Show HN: Memrey – A modern advanced notebook unlike other notebooks. Try demo. - nearpoint
https://www.memrey.com/
======
nearpoint
Hello, thanks for checking out Memrey. It is my first time posting it here. If
you didn't notice on the landing page there is a button which will allow you
to quickly login to a demo account to try out Memrey without having to sign
up. Also Memrey works in any modern browser and also has native apps for most
platforms, Mac (app store), Windows (beta release), iOS (app store), and
Android (play store). If you want to try the beta Windows version let me know.

I created Memrey for myself in 2012 after discovering a new notes interface
that changed the way I think and work. Now I have been working on Memrey full
time for over a year, and the active user base has been growing organically.

In most notebook apps your limited to viewing and editing a single note at a
time. Not only that but you don't get to browse your notes in context of your
other notes. Your limited to clicking each individual note in the notes list.
With Memrey, multiple notes are placed in the same view so you can easily work
between them. Another big problem with typical notebook apps is that the
scrolling list gets too long. If you want to get to the last note, you'll be
scrolling all day. With Memrey you have the option to use the page selector as
well as the scrolling notes list. With the page selector you can select the
last page and efficiently get to the last note in your notepad.

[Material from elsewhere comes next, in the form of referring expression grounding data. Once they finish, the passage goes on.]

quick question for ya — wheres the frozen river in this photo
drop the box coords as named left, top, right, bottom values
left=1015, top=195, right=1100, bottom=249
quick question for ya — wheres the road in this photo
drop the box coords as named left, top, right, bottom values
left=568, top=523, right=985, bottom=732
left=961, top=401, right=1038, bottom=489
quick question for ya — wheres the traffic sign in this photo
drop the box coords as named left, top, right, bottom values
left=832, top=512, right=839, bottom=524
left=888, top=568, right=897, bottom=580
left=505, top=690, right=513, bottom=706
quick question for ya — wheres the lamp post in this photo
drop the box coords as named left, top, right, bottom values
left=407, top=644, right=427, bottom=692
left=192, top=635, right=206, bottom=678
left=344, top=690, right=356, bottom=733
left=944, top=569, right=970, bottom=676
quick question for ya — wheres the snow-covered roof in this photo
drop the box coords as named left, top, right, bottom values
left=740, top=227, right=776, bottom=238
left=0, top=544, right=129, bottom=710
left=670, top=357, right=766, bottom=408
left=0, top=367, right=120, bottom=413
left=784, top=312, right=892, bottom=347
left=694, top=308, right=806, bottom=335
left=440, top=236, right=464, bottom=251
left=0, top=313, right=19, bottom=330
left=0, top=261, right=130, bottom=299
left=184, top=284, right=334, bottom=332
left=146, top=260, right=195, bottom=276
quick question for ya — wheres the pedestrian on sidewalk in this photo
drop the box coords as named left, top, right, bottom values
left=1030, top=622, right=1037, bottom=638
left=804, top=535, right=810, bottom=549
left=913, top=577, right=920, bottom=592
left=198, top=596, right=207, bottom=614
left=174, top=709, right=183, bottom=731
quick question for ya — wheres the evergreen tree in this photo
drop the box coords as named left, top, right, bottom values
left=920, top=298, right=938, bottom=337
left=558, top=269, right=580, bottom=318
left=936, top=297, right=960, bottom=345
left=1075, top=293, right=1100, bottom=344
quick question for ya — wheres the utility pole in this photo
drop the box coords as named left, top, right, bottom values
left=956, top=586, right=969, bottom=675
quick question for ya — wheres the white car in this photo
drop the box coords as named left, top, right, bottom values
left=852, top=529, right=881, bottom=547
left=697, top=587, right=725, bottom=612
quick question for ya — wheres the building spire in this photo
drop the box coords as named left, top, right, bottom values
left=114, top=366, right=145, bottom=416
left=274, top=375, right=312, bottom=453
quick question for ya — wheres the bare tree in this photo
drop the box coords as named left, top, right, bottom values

Also each note in Memrey is like a google doc. Each note has multi-author
concurrent editing technology and you will see the cursor of anyone actively
editing a note.

I have analyzed many notebook apps, and Memrey is one of the, if not the, most
advanced notebook app available. Let me know if you think another notebook app
is better, I will gladly check it out and let you know what I think.

................

Memrey Strengths:

Innovative Interface makes creating, understanding and organizing notes easier

Syncs between collaborators and multiple devices all in real time

Advanced multi-cursor collaboration technology

Bookmarking

View entire edit history, play, rewind, and restore note to any point in time

Security AES 256 bit

.....................

There is a free plan and a pro plan. Check out the landing page to see what
the pro plan offers, but basically unlocks some advanced features as well as
increases data allowances.

I hope to continue to grow Memrey into a much larger company. Eventually I
hope to create a search gallery where users can list helpful public notes and
notepads for others to view. This will take Memrey from being a useful tool,
to also being a collaborative, social platform. Steps towards this have
already begun with the current addition of the profile page.

Please feel free to comment on anything! What you like, what you don't like,
what is confusing, and what is absolutely terrible. Anything goes.

Also advice on the business model, and business in general is also helpful.

Right now the landing page is pretty weak, so I am working to improve that
asap. I am trying to figure out how to proceed and how to grow Memrey.